Note that events are specific to the calendar on which they were created. So just because you created a community calendar and made it visible to everybody in your workgroup, and created an event on it, and made sure that the event is visible to your workgroup, doesn't mean that the event will be visible on any calendar that they can see — it will only show on that one calendar.
 
To create a community calendar:
  1. Navigate to the desired location of the new community calendar.
  2. Click the Action Menu icon (), and select the New Inside option ().
  3. Assign a title.
  4. Click Submit.
  5. Click the Action Menu icon (), and next to the Metadata option (), click edit.
  6. In the Data Type section, select CAL (near the end of the list of data types).

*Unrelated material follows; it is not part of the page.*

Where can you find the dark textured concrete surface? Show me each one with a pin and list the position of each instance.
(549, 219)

  7. In the Rights section,
    1. grant creator rights to anybody who needs to be able to alter the rights of the calendar page,
    2. grant editor rights to the people who should be able to create events, and
    3. grant reader rights to everybody else in your community.
  8. Click Submit.
Once the calendar has been created, anybody with editor rights can create events. Community events are similar to Personal Events, but with a few additional options.
 
First, you can designate who is going to be involved in the event, and roughly their degree of involvement.
 
Organizers These are the people who organized the event, and who would be the ones to contact about how the event should be conducted.

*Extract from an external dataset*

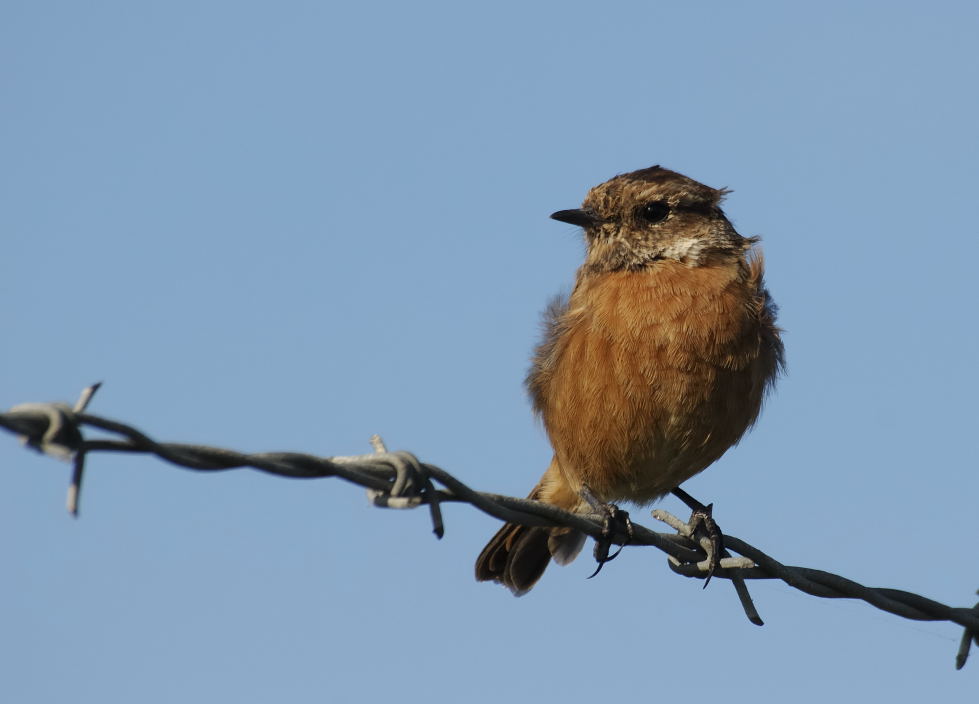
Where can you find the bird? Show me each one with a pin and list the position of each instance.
(655, 365)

Participants These people will be participating in the event (and who might need to prepare).
Observers These people don't need to prepare for the event, but are invited to attend.
 
Once you've picked the day of the event, and selected the people who will attend, you can click the Check Availability button, to see if there are schedule conflicts.
 
You can check the send invitations box to issue a private message to all of the organizers, participants, and observers. The PM will contain a link that they can click, to create a similar event on their personal calendars, in case the time spent has to be tracked, and/or if you want to be able to tell who added the event to their personal schedules (i.e., "accepted" the invitation). For that to work, the community event has to be assigned to a project. Any personal events created from the invitation PM will go into the specified project by default, and therefore, those personal events will show up in the project reports. And if people are added or removed from the organizers/participants/observers lists, after the first invitation has already been sent out, you can opt to send invitations just to the people who are affected.
 
Note that while community events can be assigned to projects, the community events themselves do not contribute to tallies of time spent for each individual invited to the event. Some of the people won't show up, and some of them will arrive earlier or later, and/or leave earlier or later. To get an accurate count of the amount of time spent by each individual on the event, each individual has to create a personal event, and adjust the time according to what actually happened. Those events will get tallied in the project reports. To make this easier, you can send an invitation to the community event. When people accept the invitation, corresponding events will be created on their personal calendars. They can then adjust the start/stop times to reflect what actually happened, and those individual events will appear in the project summaries.